No he estado recientemente en Pujol pero después de la última visita a Quintonil, me parece que le gana en frescura, delicadeza y modernidad, aunque puede que le falte un punto de refinamiento en las instalaciones y el servicio, si bien es cierto que estas son carenccias muy comunes en los establecimientos mexicanos, en los que sobra la calidad pero también familiaridad. 

En esta ocasión no hubo menú sino que pedimos a la carta. Gran bendición esta de no depender siempre de la rigidez del menú degustación. Mientras se espera, llegan a la mesa dos cuencos, uno de frijoles refritos (lo que para nosotros sería un espeso puré de alubias rojascon hoja santa y otro con una deliciosa y levemente picante salsa tatemada. Los acompañan unas buenas tortillas para con todo prepararse unos buenos y sencillos tacos

Como aperitivo, un refrescante y asombroso ceviche de mango con salicornia que se realiza a base de polvo helado nitrogenado.  La textura es perfecta y los fuertes sabores del cilantro y la lima sobresalientes. 

He repetido los huazontles, una deliciosa hierba mexicana que se presenta en varias texturas. El plato es el mismo que ya había comido y se adereza con queso curado de Chiapas, quinua y sofrito de jitomate (nuestro tomate). El acierto es que el huazontle se toma generalmente capeado (rebozado) lo que le hace bastante grasiento, así que en esta preparación se priman las partes de crema y rallado y el rebozo es más bien un adorno aunque si hubiera aún menos, tampoco pasaría nada…

Con la tostada de salpicón de cangrejo moro volvemos al frescor. La tostada es el otro gran bocado mexicano junto al taco. Aquí, como su nombre indica, la tortilla esta crujiente. La nuestra, que está recubierta de rábano, cebolla, polvo de cebolla y mayonesa de chile habanero, esconde un delicioso picadillo de cangrejo bañado en jugo de lima. Mezclado sobre esa tostada, levemente picante por causa de la mayonesa, resulta un plato de marisco excitante, lleno de sabores picantes y cítricos. 

Había visto una foto de las flores de camarón de Campeche con vegetales de las chinampas y chile de agua y me pareció una composición tan bella que se la describí al camarero para asegurarme. La belleza está en la foto, pero la delicia gustativa la tengo que describir yo. La delicadeza de las flores de calabacín ocultan el marisco y para comerlas se untan en esos puntitos de colores que no son otras cosas que deliciosas salsas: mayonesa de camarón, puré de chile de agua y coliflor rostizada.

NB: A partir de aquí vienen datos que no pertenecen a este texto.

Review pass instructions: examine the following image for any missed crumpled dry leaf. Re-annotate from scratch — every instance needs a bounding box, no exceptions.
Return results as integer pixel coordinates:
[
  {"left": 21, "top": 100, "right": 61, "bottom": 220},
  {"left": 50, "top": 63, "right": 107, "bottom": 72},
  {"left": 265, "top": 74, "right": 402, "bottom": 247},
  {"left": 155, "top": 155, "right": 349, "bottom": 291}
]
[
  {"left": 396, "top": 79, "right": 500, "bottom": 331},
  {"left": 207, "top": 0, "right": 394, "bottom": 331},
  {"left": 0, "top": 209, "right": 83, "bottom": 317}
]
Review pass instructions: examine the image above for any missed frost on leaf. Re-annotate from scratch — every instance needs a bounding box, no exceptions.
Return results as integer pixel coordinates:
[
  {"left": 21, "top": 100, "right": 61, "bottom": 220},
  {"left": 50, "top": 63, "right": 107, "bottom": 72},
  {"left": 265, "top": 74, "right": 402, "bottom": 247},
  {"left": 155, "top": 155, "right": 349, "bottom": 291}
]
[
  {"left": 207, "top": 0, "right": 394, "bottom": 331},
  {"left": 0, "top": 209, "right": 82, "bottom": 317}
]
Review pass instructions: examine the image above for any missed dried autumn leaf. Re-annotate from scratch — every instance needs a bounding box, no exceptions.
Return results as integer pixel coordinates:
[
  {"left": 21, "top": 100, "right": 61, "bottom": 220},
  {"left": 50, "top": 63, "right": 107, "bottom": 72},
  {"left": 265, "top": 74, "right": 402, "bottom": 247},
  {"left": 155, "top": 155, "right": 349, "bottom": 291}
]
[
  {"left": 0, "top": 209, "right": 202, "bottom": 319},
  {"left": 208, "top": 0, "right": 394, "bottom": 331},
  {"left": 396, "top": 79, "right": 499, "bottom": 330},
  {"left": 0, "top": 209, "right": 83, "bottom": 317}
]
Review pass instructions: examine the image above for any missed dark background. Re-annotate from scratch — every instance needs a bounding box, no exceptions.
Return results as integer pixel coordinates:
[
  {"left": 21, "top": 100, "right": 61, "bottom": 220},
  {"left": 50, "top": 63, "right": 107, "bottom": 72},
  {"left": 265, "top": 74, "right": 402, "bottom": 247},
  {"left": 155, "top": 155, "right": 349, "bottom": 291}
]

Nos regalan después, para aumentar en sabor a mar un vasito de chilpachole, un caldo de camarón espesado con maíz, típico de Veracruz que podía ser uno de esos delicioso caldos de pescado del Maditerráneo, llenos de sabor y fuerte aroma. Habitualmente se hace con jaibas pero Vallejo lo enriquece con camarones

Los platos fuertes de la cocina mexicana son fundamentalmente de carne. Hay algunos de pescado pero esta culinaria -salvo en Veracruz- es básicamente carnófila. El diezmillo de waygu es tierno y jugoso y la salsa prodigiosa, a base de pulque de maíz y reducción de chiles secos. Se acompaña a la perfección de un sedoso puré de maíz y huitlacoche que completa alguno de los ingredientes de la salsa. 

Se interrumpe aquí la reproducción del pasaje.